Child income poverty has fluctuated more in Northern Ireland than in the Republic of Ireland, according to a report.
The income poverty rate means a child who is living in a household with a disposable income that is less than 60% of median income.
The report from the Economic and Social Research Institute examined which groups of children are most vulnerable to poverty, household labour market situation and social background, and the differences in policy approaches on both sides of the border.
In the Republic of Ireland, child income poverty fell in the early 2000s then stalled from 2008 to 2017 before gradually falling again in the most recent period, where it has remained at about 14%.
In Northern Ireland child income poverty has fluctuated much more but has stood at more than 20% for the entire period.
There was a significant rise in child income poverty in Northern Ireland in the latest year but researchers cautioned that this came from smaller numbers in the Northern Ireland sample and that a two-year average again showed stability.
The researchers also looked at material deprivation, which occurs when families are unable to afford at least two of five basic essentials such as paying their bills on time or keeping their home warm.
The two jurisdictions show a much more similar trend in child material deprivation with both seeing a rise in deprivation from 2010 to 2013/2014 followed by a steady decline which halted in 2018/2019.
The trends differ for the most recent period, with Republic of Ireland rates declining marginally while in Northern Ireland there was a steeper fall until 2022 before child material deprivation went back up again.
Elsewhere on Thursday, the Children’s Rights Alliance is calling for billions of euro in Apple taxes to be invested in the futures of young Irish people.
Ireland was to receive more than 14.1 billion euro in back taxes and interest from Apple as a result of a landmark ruling in the European Court of Justice last year, which found that Ireland gave undue tax benefits to the US tech giant, contrary to EU state aid rules.

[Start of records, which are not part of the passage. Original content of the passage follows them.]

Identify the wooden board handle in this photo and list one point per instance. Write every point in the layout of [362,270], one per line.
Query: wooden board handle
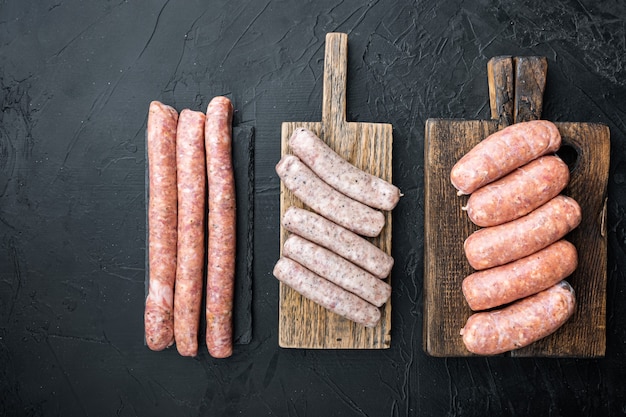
[516,86]
[335,81]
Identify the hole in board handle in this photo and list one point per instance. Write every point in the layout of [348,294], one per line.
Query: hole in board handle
[570,155]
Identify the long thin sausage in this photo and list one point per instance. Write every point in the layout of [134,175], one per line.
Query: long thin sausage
[191,174]
[519,192]
[521,323]
[325,293]
[337,270]
[498,245]
[340,174]
[222,228]
[503,284]
[339,240]
[162,218]
[327,201]
[502,152]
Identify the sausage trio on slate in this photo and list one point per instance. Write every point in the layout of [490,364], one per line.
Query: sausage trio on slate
[182,153]
[191,179]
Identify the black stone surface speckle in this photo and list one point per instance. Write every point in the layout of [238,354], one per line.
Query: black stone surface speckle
[76,78]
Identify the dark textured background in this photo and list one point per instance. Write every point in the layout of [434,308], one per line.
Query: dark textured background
[76,78]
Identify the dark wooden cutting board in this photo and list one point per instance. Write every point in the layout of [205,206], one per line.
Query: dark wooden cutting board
[516,92]
[302,323]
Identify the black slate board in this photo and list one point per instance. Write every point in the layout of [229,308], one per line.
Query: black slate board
[243,165]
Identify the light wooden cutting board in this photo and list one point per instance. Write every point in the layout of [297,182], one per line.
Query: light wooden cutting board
[516,93]
[302,323]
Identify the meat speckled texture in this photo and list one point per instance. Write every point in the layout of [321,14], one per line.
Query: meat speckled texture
[325,293]
[521,323]
[503,284]
[340,174]
[221,227]
[327,201]
[502,152]
[337,270]
[498,245]
[162,219]
[519,192]
[191,178]
[339,240]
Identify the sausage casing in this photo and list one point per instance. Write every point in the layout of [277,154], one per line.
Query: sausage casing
[498,245]
[502,152]
[503,284]
[339,240]
[519,192]
[337,270]
[191,181]
[327,201]
[162,219]
[340,174]
[325,293]
[221,227]
[521,323]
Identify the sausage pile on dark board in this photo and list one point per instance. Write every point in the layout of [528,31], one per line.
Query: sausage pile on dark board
[519,254]
[326,257]
[185,153]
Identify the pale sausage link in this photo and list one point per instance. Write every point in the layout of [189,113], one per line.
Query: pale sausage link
[162,218]
[325,293]
[337,270]
[191,171]
[340,174]
[339,240]
[221,227]
[327,201]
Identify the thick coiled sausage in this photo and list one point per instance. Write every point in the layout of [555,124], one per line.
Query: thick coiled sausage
[502,152]
[521,323]
[162,219]
[498,245]
[342,175]
[503,284]
[221,228]
[519,192]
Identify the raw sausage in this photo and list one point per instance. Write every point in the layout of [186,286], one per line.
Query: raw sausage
[337,270]
[325,293]
[339,240]
[502,152]
[503,284]
[498,245]
[162,218]
[519,192]
[327,201]
[222,228]
[521,323]
[340,174]
[191,178]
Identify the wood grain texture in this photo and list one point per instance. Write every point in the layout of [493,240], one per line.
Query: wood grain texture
[586,150]
[302,323]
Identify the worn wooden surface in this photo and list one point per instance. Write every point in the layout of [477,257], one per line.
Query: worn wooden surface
[302,323]
[585,149]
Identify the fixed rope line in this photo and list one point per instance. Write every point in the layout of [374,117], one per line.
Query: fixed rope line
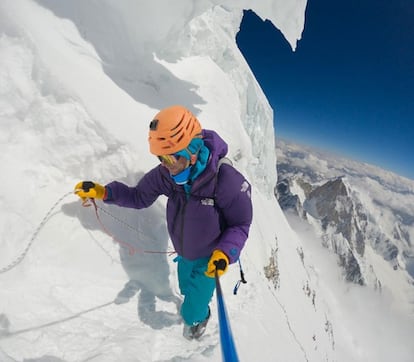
[20,258]
[131,249]
[228,348]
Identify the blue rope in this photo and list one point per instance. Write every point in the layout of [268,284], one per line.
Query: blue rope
[228,349]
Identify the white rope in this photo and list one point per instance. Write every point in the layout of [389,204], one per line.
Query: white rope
[20,258]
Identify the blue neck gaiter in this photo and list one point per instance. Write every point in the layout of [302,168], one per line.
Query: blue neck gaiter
[188,175]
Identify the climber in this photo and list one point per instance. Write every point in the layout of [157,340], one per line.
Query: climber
[209,209]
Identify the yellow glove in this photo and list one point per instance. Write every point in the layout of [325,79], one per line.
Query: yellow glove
[90,190]
[219,261]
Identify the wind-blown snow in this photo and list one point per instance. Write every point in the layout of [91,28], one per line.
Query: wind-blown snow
[79,83]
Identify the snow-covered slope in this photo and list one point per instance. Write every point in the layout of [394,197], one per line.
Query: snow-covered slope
[362,213]
[80,81]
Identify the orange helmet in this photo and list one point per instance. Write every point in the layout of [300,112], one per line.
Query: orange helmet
[172,130]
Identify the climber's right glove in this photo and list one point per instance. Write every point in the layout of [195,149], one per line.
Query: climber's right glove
[90,190]
[218,263]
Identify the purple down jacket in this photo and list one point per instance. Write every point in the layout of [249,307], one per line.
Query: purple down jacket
[215,215]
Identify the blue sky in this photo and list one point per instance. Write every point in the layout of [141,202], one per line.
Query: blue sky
[349,86]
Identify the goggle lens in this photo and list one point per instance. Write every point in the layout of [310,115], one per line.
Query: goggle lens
[168,159]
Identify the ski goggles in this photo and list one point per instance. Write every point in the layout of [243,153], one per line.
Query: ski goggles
[172,159]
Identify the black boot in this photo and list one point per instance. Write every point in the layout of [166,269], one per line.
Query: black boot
[196,331]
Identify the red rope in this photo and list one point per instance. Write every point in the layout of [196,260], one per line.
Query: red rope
[131,249]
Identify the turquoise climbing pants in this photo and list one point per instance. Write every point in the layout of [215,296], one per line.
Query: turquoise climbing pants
[196,288]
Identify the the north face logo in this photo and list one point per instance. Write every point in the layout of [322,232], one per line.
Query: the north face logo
[207,202]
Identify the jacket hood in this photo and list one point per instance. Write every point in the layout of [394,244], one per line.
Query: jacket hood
[217,146]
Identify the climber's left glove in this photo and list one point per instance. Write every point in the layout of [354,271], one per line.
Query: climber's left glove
[218,261]
[90,190]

The Children’s Rights Alliance (CRA) said a portion of this massive sum should be ringfenced for future generations.
The group’s chief executive Tanya Ward said: “These funds completely eclipse the total spend in many of the key areas of children and young people’s lives and the public services that they engage in. Even a portion of these funds could have a transformational impact on their future.
“The Government has been gifted this unprecedented opportunity that should inspire innovative and ambitious thinking. However, discussions on how we can invest this in the future of our country – our children and young people – have taken a complete back seat in the debate.”
She added: “We are currently grappling with considerable societal challenges – a spiralling housing crisis, a chronic shortage of places in early years and education.
“Investing in infrastructure needs to extend to educational settings. Every penny spent on education is well spent and helps children reach their full potential while also nurturing the talent of our future workforce – the lifeblood of the economy.”
The group is calling for large-scale investment in education and early years infrastructure to “break the cycle of poverty” and “broaden horizons for all children and young people”.
The CRA is partnering with the Community Foundation Ireland for an event in Dublin on Thursday. It comes a day after the publication of the draft programme for government.
The document includes a range of pledges on investing in the future of children and young people, including reducing the cost of childcare and improving access to early years educators.
Denise Charlton, chief executive of Community Foundation Ireland added: “Investing in our children, putting in place the facilities which give them opportunities to grow, to learn and to be creative is not only the right thing to do, it also makes economic sense.”
The draft programme for government also pledges to set an “ambitious child poverty target” with a focus on inequality, as well as a new Youth Services Action Plan.
In addition, the document says the next Government would explore the establishment of a managed savings account for newborns with an initial one-off contribution by the State, ensuring lower-income families benefit most from its inception.